Supreme Court seems skeptical on $14 million judgment for exonerated inmate vs. New Orleans DA

By AP
Wednesday, October 6, 2010

Court seems skeptical on $14 million judgment

WASHINGTON — The Supreme Court on Wednesday seemed skeptical of a $14 million judgment given to a former death row inmate who accused New Orleans prosecutors of withholding evidence to help convict him of murder.

John Thompson, who at one point was only weeks away from being executed, successfully sued the district attorney’s office in New Orleans, arguing that former District Attorney Harry Connick showed deliberate indifference by not providing adequate training for assistant district attorneys.

Prosecutors normally have immunity for their actions while working, but Thompson convinced a jury that the district attorney’s office had not trained its lawyers sufficiently on how to handle evidence. The 5th U.S. Circuit Court of Appeals was split evenly on appeal, which upheld the lower court verdict.

“They all knew what not to produce. What they didn’t know was what to produce,” Thompson’s lawyer J. Gordon Cooney said.

But justices repeatedly questioned how much training would be enough to satisfy any new legal standard on Brady rights for prosecutors. Brady rights are named after the Supreme Court’s Brady v. Maryland case, which says prosecutors violate a defendant’s constitutional rights by not turning over evidence that could prove a person’s innocence.

“I mean, is an hour a year enough? Is an hour a month enough?” Justice Elena Kagan said.

And if the court rules that prosecutors have to train on Brady, what about other issues like using improper statements in closing arguments, Chief Justice John Roberts said. “You know that that can happen, just as you know there can be Brady violations. So they need training in exactly what they can say and can’t say in closing arguments,” Roberts said.

Added Justice Anthony Kennedy: “And Miranda, and proper supervision of affidavits in support of search warrants, and proper instructions that tell the police not to exceed the scope of the warrant. So our course is expanding.”

The concern is “that you don’t want to have to give the prosecutors a clinical law school course before you let them do their job,” Justice Ruth Bader Ginsburg said.

Most of the issues brought up are either issues for police officers, or issues about what is said in a public courtroom, Cooney said. But prosecutors can hide evidence for decades without anyone knowing about it, leading to long incarcerations or possible executions of innocent people, he said.

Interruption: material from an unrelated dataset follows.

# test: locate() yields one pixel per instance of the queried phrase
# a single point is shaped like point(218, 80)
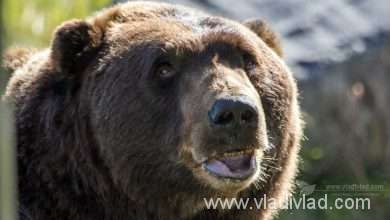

“It is clear that four prosecutors knew about the existence of blood evidence for months, and it was never produced to the defense. And that blood evidence would have conclusively established John Thompson’s innocence,” Cooney said.

Thompson was convicted of attempted armed robbery in 1985, shortly before he was to stand trial in the unrelated case of the killing of Raymond Liuzza Jr. He did not testify during the murder trial. Prosecutors used Thompson’s conviction in the robbery case to help secure the death penalty in the murder case.

In 1999, an investigator working on Thompson’s case discovered a crime lab report that prosecutors had not turned over, indicating Thompson’s blood type did not match the perpetrator in the attempted robbery.

A state appeals court set aside Thompson’s murder conviction in 2002 after deciding he’d been unconstitutionally deprived of his right to testify during the murder trial. That cleared the way for the new trial in which Thompson was acquitted.

The district attorney’s office does not contest that its prosecutors withheld a crime lab report favorable to Thompson.

But “it is impossible to determine beforehand exactly why a Brady violation will occur, and what specific training measures would prevent it from occurring,” said Stuart K. Duncan, arguing for the district attorney’s office.

A former prosecutor, Gerry Deegan, confessed to another lawyer in Connick’s office, Michael Riehlmann, that he had intentionally withheld the evidence. Deegan made the admission after learning he was going to die of cancer.

“Even assuming training, if Deegan was going to destroy the evidence, or remove it anyway, as he admitted later to Riehlmann, then the training or lack of training is just irrelevant,” Kennedy said.

The case number in Connick v. Thompson, 09-571.